Fadli Zon: APBN Boros, Cermin Negara Salah Urus

Pengelolaan Anggaran Pendapatan dan Belanja Negara (APBN) saat ini mencerminkan muka buruk pengelolaan negara oleh elit pemerintah. Pengelolaan APBN dinilai gagal memberikan dampak signifikan bagi kesejahteraan rakyat. Partai Gerindra menilai, ABPN justru ditempatkan sebagai instrumen “perburuan rente” bagi para oknum.

“Partai Gerindra menilai kondisi ini merupakan cermin dari salah urus negara yang dapat menyebabkan terjadinya lingkaran kemiskinan di Indonesia. Hal ini disebabkan penerimaan yang belum maksimal, penyerapan anggaran yang tak rasional dan belanja yang tak efektif serta boros,” ungkap Wakil Ketua Umum Partai Gerindra Fadli Zon dalam keterangan pers di Restoran Pulau Dua, Selasa (26/7/2011).

Fadli mencatat, ada tujuh indikator dalam pengelolaan ABPN yang menguatkan penilaian Gerindra. Pertama, pertumbuhan ekonomi yang tak sebanding dengan peningkatan kesejahteraan rakyat.

Indikator kedua adalah pertumbuhan hanya terjadi di sektor non-tradable, seperti sektor konsumsi. Padahal, menurut dia, sektor tradable, seperti pertanian, menyerap banyak tenaga kerja. Tapi ironisnya, alokasi dana untuk pertanian dalam APBN masih sangat rendah.

Indikator ketiganya adalah penerimaan negara melalui pajak belum maksimal yang ditunjukkan oleh tax ratio yang masih jauh ketinggalan dibanding Malaysia, Thailand dan Filipina. Selain itu, penyerapan anggaran juga tak rasional.
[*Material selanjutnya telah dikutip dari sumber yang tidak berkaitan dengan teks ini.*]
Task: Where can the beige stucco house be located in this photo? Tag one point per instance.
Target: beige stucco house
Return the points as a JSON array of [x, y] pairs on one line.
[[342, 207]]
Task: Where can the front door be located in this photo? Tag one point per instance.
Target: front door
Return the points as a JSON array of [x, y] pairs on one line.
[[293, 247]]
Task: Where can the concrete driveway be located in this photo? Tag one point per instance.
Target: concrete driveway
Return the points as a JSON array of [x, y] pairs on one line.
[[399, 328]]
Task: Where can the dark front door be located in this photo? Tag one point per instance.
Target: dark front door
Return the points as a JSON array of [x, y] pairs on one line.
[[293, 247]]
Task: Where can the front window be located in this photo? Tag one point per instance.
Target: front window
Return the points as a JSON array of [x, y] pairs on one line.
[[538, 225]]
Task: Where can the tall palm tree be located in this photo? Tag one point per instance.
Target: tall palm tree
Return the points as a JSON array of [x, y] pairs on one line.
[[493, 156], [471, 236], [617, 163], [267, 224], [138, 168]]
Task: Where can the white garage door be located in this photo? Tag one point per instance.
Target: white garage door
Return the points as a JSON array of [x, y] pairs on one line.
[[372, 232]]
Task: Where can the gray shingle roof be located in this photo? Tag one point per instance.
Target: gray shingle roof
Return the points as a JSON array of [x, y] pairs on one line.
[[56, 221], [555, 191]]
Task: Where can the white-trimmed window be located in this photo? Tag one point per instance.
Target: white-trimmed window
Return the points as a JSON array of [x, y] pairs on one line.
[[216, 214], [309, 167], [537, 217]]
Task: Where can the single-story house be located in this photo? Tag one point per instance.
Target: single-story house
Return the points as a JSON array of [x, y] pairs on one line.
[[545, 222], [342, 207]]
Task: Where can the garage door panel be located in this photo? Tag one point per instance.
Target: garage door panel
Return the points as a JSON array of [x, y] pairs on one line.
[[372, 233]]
Menurut Gerindra, hanya realisasi belanja pegawai saja yang mencapai lebih dari 80 persen. Sementara yang lain masih di bawah 75 persen. Bahkan, realisasi belanja modal tak mencapai 50 persen.

Gerindra juga mencatat bahwa anggaran belanja tak digunakan secara efektif. Pos-pos anggaran yang dinilai tak efektif adalah anggaran vakasi, seperti untuk studi banding, anggaran bantuan sosial, anggaran bantuan sosial melalui kementerian dan lembaga, anggaran subsidi yang tidak efektif digunakan.

Indikator berikutnya adalah pembangunan yang salah arah karena tak memiliki prioritas yang fokus dan jelas. Seharusnya, lanjut Fadli, dari 14 prioritas pembangunan, pemerintah cukup fokus ke 3-5 prioritas setiap tahunnya, terutama bidang pertanian.

Sementara itu, indikator terakhirnya adalah korupsi di Indonesia semakin hari semakin merajalela. “Berbagai indikasi negara salah urus ini menjadi titik awal menuju negara gagal. Implikasi selanjutnya dapat menyebabkan krisis kepercayaan terhadap institusi-institusi yang bertanggung jawab terhadap penyelenggaraan negara,” tandasnya.